The NCC rejected the first claim by stating that Dutch law requires an offer and an acceptance of that offer for contract formation. The defendant, who mostly communicated through its M&A advisers, did not express any doubts about the deal being done or that its board would say no when being presented the deal, but did not sign the share purchase agreement. Weighing all the relevant circumstances, the NCC ruled that none of these are enough to overcome the fact that the defendant has not signed the share purchase agreement so that no agreement has been formed.
As to the EUR 30 million fee claim based on the provision in the letter of intent, the NCC is of the opinion that the unforeseen circumstances rule under Dutch law allows the court only to interfere in a contract’s operation if there are unprovided-for circumstances which would lead to an unacceptable impact under the standards of reasonableness and fairness. There is no evidence that the parties discussed (and provided for) the potential impact of COVID-19 on the business during their negotiations.

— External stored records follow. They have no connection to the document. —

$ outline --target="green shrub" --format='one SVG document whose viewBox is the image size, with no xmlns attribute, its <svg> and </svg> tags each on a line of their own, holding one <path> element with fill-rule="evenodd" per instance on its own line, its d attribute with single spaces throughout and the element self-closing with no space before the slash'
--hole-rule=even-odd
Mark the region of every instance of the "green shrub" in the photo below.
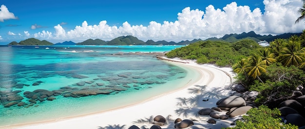
<svg viewBox="0 0 305 129">
<path fill-rule="evenodd" d="M 243 116 L 243 120 L 237 121 L 234 128 L 229 129 L 298 129 L 295 125 L 285 124 L 279 118 L 281 112 L 277 109 L 271 110 L 262 105 L 258 108 L 253 108 Z"/>
</svg>

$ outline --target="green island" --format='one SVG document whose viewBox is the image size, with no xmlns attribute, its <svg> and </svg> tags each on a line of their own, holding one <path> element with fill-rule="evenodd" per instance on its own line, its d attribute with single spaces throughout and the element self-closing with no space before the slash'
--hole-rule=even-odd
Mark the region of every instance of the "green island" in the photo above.
<svg viewBox="0 0 305 129">
<path fill-rule="evenodd" d="M 199 64 L 231 66 L 237 74 L 236 83 L 242 84 L 248 91 L 259 92 L 255 102 L 261 106 L 248 111 L 248 115 L 244 117 L 246 122 L 237 123 L 234 129 L 295 129 L 295 126 L 285 125 L 278 119 L 281 113 L 274 106 L 304 84 L 305 46 L 305 30 L 300 36 L 276 39 L 268 47 L 261 46 L 250 39 L 233 43 L 200 41 L 176 48 L 166 55 L 195 59 Z M 269 113 L 268 117 L 267 112 Z"/>
</svg>

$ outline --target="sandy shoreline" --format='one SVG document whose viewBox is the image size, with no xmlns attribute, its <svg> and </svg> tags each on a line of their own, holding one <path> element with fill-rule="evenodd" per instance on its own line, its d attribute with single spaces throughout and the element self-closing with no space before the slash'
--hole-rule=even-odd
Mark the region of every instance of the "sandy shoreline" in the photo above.
<svg viewBox="0 0 305 129">
<path fill-rule="evenodd" d="M 96 114 L 86 115 L 75 118 L 58 119 L 50 121 L 18 125 L 13 129 L 128 129 L 134 125 L 149 129 L 153 125 L 151 119 L 156 115 L 171 119 L 180 118 L 196 120 L 195 125 L 201 129 L 216 129 L 229 126 L 233 119 L 210 124 L 205 121 L 208 118 L 196 113 L 200 109 L 215 107 L 219 98 L 229 95 L 230 90 L 226 86 L 231 84 L 234 73 L 230 68 L 218 68 L 212 65 L 199 65 L 191 61 L 187 63 L 170 61 L 169 63 L 194 70 L 200 74 L 197 79 L 190 81 L 186 86 L 175 91 L 164 93 L 146 100 L 144 102 Z M 204 92 L 190 93 L 199 89 Z M 181 104 L 181 100 L 197 98 L 192 103 Z M 208 99 L 203 101 L 203 99 Z M 153 120 L 152 120 L 153 121 Z M 172 129 L 173 122 L 168 121 L 163 128 Z"/>
</svg>

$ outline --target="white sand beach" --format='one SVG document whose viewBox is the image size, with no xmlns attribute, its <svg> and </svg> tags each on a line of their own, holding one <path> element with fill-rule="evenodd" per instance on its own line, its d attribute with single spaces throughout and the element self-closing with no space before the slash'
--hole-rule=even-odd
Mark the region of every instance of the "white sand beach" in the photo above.
<svg viewBox="0 0 305 129">
<path fill-rule="evenodd" d="M 206 121 L 210 118 L 210 116 L 200 115 L 197 113 L 201 109 L 216 107 L 216 102 L 220 98 L 228 96 L 229 92 L 232 92 L 226 90 L 235 75 L 231 68 L 199 65 L 192 61 L 188 61 L 188 63 L 164 61 L 195 69 L 201 76 L 179 90 L 134 105 L 76 118 L 25 125 L 14 129 L 128 129 L 133 125 L 141 129 L 150 129 L 153 125 L 152 124 L 153 118 L 158 115 L 172 120 L 160 126 L 162 129 L 174 129 L 173 122 L 177 118 L 194 120 L 192 129 L 221 129 L 229 126 L 232 121 L 238 118 L 216 120 L 216 124 L 211 124 Z"/>
</svg>

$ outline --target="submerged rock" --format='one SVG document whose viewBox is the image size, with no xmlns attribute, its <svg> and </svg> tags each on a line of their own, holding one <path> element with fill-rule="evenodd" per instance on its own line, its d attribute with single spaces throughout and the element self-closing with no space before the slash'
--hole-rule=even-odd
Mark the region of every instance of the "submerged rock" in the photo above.
<svg viewBox="0 0 305 129">
<path fill-rule="evenodd" d="M 4 108 L 9 108 L 18 103 L 18 102 L 16 102 L 16 101 L 10 102 L 10 103 L 7 103 L 6 105 L 4 105 Z"/>
<path fill-rule="evenodd" d="M 78 78 L 78 79 L 83 79 L 83 78 L 88 78 L 89 77 L 84 76 L 84 75 L 79 75 L 79 74 L 74 74 L 72 75 L 72 77 Z"/>
</svg>

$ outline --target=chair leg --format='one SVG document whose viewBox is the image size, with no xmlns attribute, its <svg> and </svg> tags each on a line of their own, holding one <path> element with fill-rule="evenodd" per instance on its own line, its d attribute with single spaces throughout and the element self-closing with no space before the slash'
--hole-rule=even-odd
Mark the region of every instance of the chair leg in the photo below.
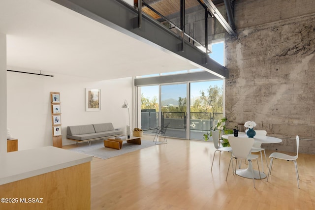
<svg viewBox="0 0 315 210">
<path fill-rule="evenodd" d="M 266 164 L 267 164 L 267 168 L 269 168 L 268 166 L 268 161 L 267 161 L 267 157 L 266 156 L 266 152 L 265 151 L 265 150 L 264 150 L 264 154 L 265 154 L 265 159 L 266 160 Z"/>
<path fill-rule="evenodd" d="M 211 164 L 211 171 L 212 171 L 212 166 L 213 166 L 213 161 L 215 160 L 215 156 L 216 156 L 216 152 L 217 151 L 219 151 L 219 150 L 216 150 L 215 151 L 215 153 L 213 154 L 213 158 L 212 158 L 212 164 Z"/>
<path fill-rule="evenodd" d="M 258 167 L 258 172 L 259 173 L 259 178 L 260 178 L 260 180 L 261 180 L 261 176 L 260 176 L 260 170 L 259 170 L 259 164 L 258 164 L 258 159 L 257 159 L 257 166 Z"/>
<path fill-rule="evenodd" d="M 219 153 L 219 165 L 220 165 L 220 164 L 221 163 L 221 151 L 220 151 L 220 153 Z"/>
<path fill-rule="evenodd" d="M 256 186 L 255 186 L 255 178 L 254 177 L 254 169 L 252 168 L 252 160 L 248 160 L 248 165 L 249 167 L 250 167 L 250 164 L 252 165 L 252 181 L 254 182 L 254 188 L 255 188 Z"/>
<path fill-rule="evenodd" d="M 269 165 L 269 170 L 268 171 L 268 176 L 267 176 L 267 181 L 268 181 L 268 179 L 269 178 L 269 175 L 271 174 L 271 168 L 272 168 L 272 162 L 274 160 L 274 158 L 272 157 L 270 160 L 270 164 Z"/>
<path fill-rule="evenodd" d="M 229 163 L 228 164 L 228 168 L 227 168 L 227 173 L 226 173 L 226 178 L 225 178 L 225 181 L 227 180 L 227 175 L 228 175 L 228 171 L 230 170 L 230 166 L 231 165 L 231 161 L 232 161 L 232 159 L 233 159 L 233 157 L 231 157 L 231 159 L 230 159 L 230 163 Z M 232 164 L 233 164 L 233 163 Z"/>
<path fill-rule="evenodd" d="M 299 181 L 299 180 L 300 179 L 299 177 L 299 172 L 297 170 L 297 163 L 296 163 L 296 160 L 293 160 L 293 162 L 294 163 L 294 166 L 295 166 L 295 173 L 296 173 L 296 180 L 297 180 L 297 187 L 299 189 L 300 189 L 300 183 Z"/>
<path fill-rule="evenodd" d="M 262 170 L 262 173 L 264 173 L 264 165 L 262 163 L 262 153 L 261 153 L 261 151 L 260 151 L 260 159 L 261 159 L 261 170 Z M 258 159 L 257 161 L 258 163 Z"/>
</svg>

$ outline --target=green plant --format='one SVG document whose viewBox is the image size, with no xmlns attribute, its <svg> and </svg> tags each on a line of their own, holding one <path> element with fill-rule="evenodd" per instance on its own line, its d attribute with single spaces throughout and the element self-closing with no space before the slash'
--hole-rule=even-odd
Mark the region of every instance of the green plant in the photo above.
<svg viewBox="0 0 315 210">
<path fill-rule="evenodd" d="M 207 133 L 203 134 L 203 139 L 205 141 L 208 141 L 209 140 L 210 137 L 212 136 L 212 131 L 213 130 L 220 130 L 220 133 L 221 134 L 221 132 L 223 132 L 224 134 L 232 134 L 233 130 L 226 129 L 225 127 L 225 122 L 227 120 L 226 118 L 223 118 L 221 119 L 221 120 L 218 122 L 217 125 L 212 129 L 212 127 L 210 129 L 210 132 L 207 132 Z M 226 139 L 222 138 L 223 143 L 222 143 L 222 147 L 230 147 L 230 144 L 228 142 L 228 140 Z"/>
</svg>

However, even in the event that the COVID-19 crisis is to be considered as an unprovided-for circumstance, the NCC does not see a compelling ground to mitigate or modify the fee. As there is no well-established case law on COVID-19, the NCC relies on the guidance of commentators and applies the ‘share the pain’ approach which requires the parties to find a way together and preserves the contractual equilibrium between parties in the agreement. The NCC determined that the nature of the fee is not punishment, but comfort. The fee allocates risk and expresses commitment, with the result that a party would only back out of the deal in circumstances that are so significant that they outweigh the immediate payment of the EUR 30 million fee. The NCC argued that it should craft a solution that is as close as possible to what the parties have bargained for in their initial deal and to the risk allocation that was inherent in that deal.
The risk of the claimant is uncapped, as it ‘gets stuck with the business’ and it is unknown how substantial the COVID-19 crisis will affect the business. The fee caps the exposure on the side of the defendant, as the defendant gets to walk away from the deal and ‘save’ the consideration for a business that is potentially distressed and thus is worth much less than the amount that the defendant has agreed to pay for it, for ‘merely’ EUR 30 million. The NCC determined that the best way to ‘share the pain’ and to preserve the contractual equilibrium of the letter of intent is for the defendant to comply with its contractual obligation to pay the EUR 30 million fee. The purpose of the fee, expressing reassurance and comfort, would not be accomplished if the fee is mitigated. The fee may seem high in the event that the consequences of the COVID-19 crisis for the business appear to be limited, but the fee’s amount represents what the parties considered reasonable when waiving their rights thereto. Despite the COVID-19 circumstances, the NCC ordered the defendant to pay the EUR 30 million fee in full.